Heck, we’re even seeing old tried-and-true techniques resurfacing, with the Canadian Pharmacy scam campaign resurfacing earlier this year. According to Cisco, the scam utilized an ‘old school’ technique of the shotgun blast spam to bombard mail servers with so many messages that even if the majority of messages are blocked, some still get through. “The idea here is not necessarily to evade the spam filters but rather to maximize the mail that does make it past the filters. If we suppose an anti-spam vendor catches this attack and blocks 99.99% of it, the remaining 0.01% that made it through, given the amount of volume that was sent in such a short time, still adds up to significant revenue for the spammer.”

Spammers are nothing is not resilient. They seem to spend enormous amounts of time trying to figure out how they can screw us.
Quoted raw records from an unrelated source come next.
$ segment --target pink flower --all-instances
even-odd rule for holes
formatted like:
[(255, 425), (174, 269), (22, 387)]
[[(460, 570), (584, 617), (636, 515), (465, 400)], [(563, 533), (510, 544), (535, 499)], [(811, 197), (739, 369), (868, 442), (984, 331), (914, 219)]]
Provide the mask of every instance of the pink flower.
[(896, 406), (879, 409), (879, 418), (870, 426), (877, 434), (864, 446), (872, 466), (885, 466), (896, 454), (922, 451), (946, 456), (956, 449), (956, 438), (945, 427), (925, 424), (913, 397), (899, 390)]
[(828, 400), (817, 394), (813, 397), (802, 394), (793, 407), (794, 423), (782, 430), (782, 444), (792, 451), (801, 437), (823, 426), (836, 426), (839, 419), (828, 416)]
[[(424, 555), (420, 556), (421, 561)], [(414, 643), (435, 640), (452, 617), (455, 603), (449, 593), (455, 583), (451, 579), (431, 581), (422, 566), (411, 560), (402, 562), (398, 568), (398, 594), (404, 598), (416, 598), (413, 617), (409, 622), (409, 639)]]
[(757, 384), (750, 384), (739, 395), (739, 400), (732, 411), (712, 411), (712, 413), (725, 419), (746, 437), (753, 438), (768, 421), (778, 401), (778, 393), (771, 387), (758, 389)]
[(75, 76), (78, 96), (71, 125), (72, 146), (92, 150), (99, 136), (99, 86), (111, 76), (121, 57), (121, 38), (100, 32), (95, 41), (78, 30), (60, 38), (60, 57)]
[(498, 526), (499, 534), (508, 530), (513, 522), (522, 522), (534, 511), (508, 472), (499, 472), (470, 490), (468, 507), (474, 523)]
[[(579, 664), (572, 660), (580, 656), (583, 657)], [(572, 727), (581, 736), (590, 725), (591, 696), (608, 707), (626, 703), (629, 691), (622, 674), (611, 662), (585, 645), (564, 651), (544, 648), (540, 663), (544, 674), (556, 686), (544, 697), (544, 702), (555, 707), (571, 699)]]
These pharmacy campaigns seem to be a boomerang that just keeps coming back, and it baffles me how they can even make money at it, after all this time. Through experience and education, and a little bit of hard-earned common sense, you have to wonder who could be dumb enough to click one of those links, but if the research is any indication, then these scam artists are indeed finding it easy to fund their pool cleanings. If spam is a disease – one can certainly make a case for it being a socially transmitted disease – the virus (the spam technique) may have mutated, but the end result is still the same. So with summer almost done and distractions of a new school year around the corner, perhaps it’s time to dust off those training manuals and spend some quality time with your employees. Just sayin.’

Written by Malcolm James

0 Comments

  1. Christian · August 24, 2013

    One of the things that I don’t really understand is how people can still fall into these kinds of spam. They have been going on for years! In fact, you can already call them classic spam, and you can detect them from afar. Besides, why would you think about buying drugs online? It’s the least safest thing to do in one’s life.

  2. Nate · August 27, 2013

    It is true. Spammers have become more sophisticated in their ways. Imagine, now they use non-English words (foreign language) in their emails! I agree that this makes emails more interesting and intriguing. And this becomes the reason for people to open the emails and become a victim of spam. What this proves is that we should never stop educating ourselves and others. We should train and re-train all we can. We should be constantly updated with developments in spamming (and the techniques of spammers). Being aware and being vigilant is the only way we can kick spam from our lives.